Emmett is asleep in bed next to her and rolls over, exposing the long column of his throat. There, fresh and red, is the bruise

I left when I bit him at the revel.

This memory is recent, I realize. It happened the night we were both dosed with love potion. There’s his long hair, his single

earring, his familiar doublet discarded on the floor.

It’s like my heart has been replaced with a hot coal and it’s burning everything around it, ruining it until it crumbles to

ash.

It would be one thing if Emmett had taken other lovers while I was gone and he believed me to be dead, but to be in another

woman’s bed just days ago is devastating in a way I didn’t anticipate. For the first time, I hope that maybe I am dead. That

way I won’t have to go back and face him.

My heart isn’t broken seeing a version of Emmett who doesn’t love me back, it’s that it no longer matters if he loves me.

That’s beside the point. He’s gone from me, and I have to watch it all play out, vivid and gruesome in its detail.

I can take no more.

As quickly as I fell into the memories, I am spat back out.

I come to, shaking, sobbing on the hard dirt ground.

Blinding white light clears from my vision and I blink against the sun.

Bald tree branches sway gently above me, stark against the bright blue sky.

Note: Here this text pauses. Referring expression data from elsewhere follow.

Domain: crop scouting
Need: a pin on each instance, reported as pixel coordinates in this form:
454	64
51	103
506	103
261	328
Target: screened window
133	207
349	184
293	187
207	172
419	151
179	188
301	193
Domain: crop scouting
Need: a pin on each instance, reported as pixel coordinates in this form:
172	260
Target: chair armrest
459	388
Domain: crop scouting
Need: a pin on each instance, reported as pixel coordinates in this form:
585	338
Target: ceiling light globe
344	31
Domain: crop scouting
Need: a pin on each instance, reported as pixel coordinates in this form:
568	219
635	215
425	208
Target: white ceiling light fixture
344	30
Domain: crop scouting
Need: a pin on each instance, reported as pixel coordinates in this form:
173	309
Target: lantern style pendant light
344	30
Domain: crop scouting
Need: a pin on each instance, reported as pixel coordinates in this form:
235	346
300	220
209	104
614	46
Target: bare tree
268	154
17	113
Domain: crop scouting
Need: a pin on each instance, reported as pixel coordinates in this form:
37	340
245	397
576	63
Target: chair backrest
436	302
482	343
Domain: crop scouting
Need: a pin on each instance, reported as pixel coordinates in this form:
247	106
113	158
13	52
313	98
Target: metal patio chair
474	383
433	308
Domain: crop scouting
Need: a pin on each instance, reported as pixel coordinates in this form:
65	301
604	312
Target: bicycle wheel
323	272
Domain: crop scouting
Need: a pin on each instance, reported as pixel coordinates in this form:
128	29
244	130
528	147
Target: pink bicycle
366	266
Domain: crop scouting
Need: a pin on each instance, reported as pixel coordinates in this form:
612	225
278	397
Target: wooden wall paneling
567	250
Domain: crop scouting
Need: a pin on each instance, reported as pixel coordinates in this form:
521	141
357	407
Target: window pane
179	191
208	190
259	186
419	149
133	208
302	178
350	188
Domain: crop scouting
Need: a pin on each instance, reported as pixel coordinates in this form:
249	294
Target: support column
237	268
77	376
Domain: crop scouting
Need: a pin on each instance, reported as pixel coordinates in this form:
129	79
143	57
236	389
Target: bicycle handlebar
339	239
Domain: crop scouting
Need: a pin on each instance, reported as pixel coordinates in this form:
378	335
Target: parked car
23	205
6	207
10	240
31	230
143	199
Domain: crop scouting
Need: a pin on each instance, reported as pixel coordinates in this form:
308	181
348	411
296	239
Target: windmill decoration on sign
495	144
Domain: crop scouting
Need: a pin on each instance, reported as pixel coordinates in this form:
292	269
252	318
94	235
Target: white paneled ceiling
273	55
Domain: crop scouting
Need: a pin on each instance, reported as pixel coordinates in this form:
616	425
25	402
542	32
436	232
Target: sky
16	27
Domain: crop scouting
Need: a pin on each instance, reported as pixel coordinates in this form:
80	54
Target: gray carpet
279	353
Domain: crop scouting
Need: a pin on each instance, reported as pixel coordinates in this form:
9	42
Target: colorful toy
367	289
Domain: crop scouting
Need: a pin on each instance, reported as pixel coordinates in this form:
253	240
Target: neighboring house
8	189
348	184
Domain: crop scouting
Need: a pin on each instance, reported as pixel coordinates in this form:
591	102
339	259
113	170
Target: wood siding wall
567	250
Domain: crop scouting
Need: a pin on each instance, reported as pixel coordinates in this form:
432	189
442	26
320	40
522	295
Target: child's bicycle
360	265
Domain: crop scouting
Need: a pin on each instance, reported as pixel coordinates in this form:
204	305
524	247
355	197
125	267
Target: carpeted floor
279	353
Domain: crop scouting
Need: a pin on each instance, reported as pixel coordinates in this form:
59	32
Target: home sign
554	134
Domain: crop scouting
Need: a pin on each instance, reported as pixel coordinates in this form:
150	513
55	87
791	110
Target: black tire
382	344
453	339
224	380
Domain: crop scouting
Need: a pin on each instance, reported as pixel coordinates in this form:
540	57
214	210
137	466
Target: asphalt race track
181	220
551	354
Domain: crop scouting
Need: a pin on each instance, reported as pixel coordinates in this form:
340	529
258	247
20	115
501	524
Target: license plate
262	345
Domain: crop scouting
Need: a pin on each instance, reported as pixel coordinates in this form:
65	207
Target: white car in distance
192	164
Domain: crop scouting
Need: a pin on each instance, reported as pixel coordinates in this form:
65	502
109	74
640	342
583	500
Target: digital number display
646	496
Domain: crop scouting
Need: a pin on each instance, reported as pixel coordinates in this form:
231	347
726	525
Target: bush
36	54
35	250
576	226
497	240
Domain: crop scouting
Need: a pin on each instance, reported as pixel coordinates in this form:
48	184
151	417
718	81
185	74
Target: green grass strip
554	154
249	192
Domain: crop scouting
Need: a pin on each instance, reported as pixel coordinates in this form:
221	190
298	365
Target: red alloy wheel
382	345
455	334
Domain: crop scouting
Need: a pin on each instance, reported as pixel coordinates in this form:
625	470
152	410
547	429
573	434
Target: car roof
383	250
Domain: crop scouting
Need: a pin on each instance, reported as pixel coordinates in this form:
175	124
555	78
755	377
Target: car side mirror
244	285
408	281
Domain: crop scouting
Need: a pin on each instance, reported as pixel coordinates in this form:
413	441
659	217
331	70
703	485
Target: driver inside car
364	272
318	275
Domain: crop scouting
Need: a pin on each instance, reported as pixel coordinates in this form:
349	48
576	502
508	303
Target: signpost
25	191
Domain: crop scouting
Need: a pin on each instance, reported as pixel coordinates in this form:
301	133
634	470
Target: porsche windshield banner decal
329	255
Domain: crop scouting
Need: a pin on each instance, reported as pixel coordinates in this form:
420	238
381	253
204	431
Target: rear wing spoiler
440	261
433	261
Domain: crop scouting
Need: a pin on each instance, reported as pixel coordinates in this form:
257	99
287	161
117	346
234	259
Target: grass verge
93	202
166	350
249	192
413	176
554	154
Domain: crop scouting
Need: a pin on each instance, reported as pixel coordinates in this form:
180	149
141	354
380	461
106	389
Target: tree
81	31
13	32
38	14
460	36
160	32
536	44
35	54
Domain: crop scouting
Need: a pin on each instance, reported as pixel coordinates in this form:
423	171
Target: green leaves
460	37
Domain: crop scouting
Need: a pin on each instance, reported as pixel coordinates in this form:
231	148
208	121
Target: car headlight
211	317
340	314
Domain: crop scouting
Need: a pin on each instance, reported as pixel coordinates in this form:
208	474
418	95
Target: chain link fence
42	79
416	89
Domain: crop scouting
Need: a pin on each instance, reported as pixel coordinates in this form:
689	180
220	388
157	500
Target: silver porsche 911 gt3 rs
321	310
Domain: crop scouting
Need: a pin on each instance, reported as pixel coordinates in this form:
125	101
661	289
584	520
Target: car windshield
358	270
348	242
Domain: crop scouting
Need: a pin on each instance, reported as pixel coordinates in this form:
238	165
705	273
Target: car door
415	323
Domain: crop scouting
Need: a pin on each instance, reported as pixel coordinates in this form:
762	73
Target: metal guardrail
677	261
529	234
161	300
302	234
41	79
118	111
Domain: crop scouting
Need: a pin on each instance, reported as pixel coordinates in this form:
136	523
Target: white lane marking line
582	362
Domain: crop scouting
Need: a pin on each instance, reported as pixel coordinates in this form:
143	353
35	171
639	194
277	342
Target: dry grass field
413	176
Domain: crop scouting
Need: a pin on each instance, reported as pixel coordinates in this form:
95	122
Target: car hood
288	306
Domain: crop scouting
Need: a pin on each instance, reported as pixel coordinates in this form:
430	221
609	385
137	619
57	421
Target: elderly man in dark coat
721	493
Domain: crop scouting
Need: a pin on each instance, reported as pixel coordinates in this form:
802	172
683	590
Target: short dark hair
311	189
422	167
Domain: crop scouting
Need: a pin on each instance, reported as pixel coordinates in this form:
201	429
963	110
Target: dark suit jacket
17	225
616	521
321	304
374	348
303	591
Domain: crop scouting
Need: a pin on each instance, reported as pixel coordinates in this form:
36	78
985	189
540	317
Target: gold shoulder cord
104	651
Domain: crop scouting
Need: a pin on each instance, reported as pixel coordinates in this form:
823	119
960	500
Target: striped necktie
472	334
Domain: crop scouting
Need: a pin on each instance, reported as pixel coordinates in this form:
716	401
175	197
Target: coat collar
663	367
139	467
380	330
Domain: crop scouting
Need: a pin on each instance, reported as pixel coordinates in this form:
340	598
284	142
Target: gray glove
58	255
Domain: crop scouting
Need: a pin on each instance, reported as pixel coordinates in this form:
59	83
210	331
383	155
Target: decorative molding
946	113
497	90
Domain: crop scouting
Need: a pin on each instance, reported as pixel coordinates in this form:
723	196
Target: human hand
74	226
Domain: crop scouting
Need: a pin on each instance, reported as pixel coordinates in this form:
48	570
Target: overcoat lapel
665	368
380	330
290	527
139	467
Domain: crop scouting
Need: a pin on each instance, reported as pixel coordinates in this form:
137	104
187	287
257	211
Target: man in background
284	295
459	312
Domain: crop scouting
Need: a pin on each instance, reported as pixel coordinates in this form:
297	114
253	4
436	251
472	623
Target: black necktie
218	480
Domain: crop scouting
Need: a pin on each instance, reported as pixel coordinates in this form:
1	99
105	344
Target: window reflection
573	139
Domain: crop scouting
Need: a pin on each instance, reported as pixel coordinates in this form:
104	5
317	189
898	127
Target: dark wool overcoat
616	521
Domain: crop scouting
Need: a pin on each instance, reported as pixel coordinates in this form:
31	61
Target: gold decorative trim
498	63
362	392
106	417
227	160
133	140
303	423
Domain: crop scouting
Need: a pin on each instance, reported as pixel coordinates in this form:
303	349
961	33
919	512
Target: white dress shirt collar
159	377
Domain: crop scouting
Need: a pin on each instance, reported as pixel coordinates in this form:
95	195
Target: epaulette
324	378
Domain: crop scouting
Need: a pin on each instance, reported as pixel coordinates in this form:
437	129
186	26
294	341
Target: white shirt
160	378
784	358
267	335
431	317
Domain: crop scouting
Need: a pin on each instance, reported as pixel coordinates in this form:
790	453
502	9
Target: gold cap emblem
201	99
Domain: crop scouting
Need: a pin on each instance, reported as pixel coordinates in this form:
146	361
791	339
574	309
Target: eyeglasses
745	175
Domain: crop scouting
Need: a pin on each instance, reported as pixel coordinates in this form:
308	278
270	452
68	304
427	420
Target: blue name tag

I’m outside the cave, I realize.

I gasp for breath, my stomach aching as if the wind has been knocked from me, but the movement only causes me to cough and

the coughing causes me to vomit.

Someone pulls my hair off my neck. Their fist is cool where it rests against the base of my skull. “There, there, get it out.

You’re all right. You’re safe,” says a soft voice.

I look up through watery eyes to find Lydia. She, too, is pale and shaky, but she’s on her feet, which means she is faring

far better than me.

“I’m alive?” I rasp.

Lydia’s pale face consumes my field of vision as she stands over me, examining for any signs of harm.

“What did you see?” she whispers.

I push the visions of Emmett down; I don’t want to remember. “You first,” I answer grimly. She doesn’t reply.

Lydia pulls me to my feet and wraps me in a tight hug. “You were in there for nearly an hour.”

“And you?”

“They tell me I was gone only twenty minutes before I wound up here.”

My empty stomach drops. “So, I won?”

Lydia nods gravely.

That’s the thing about sisters; you can’t hide anything from them. She knows I didn’t want this. “You won.”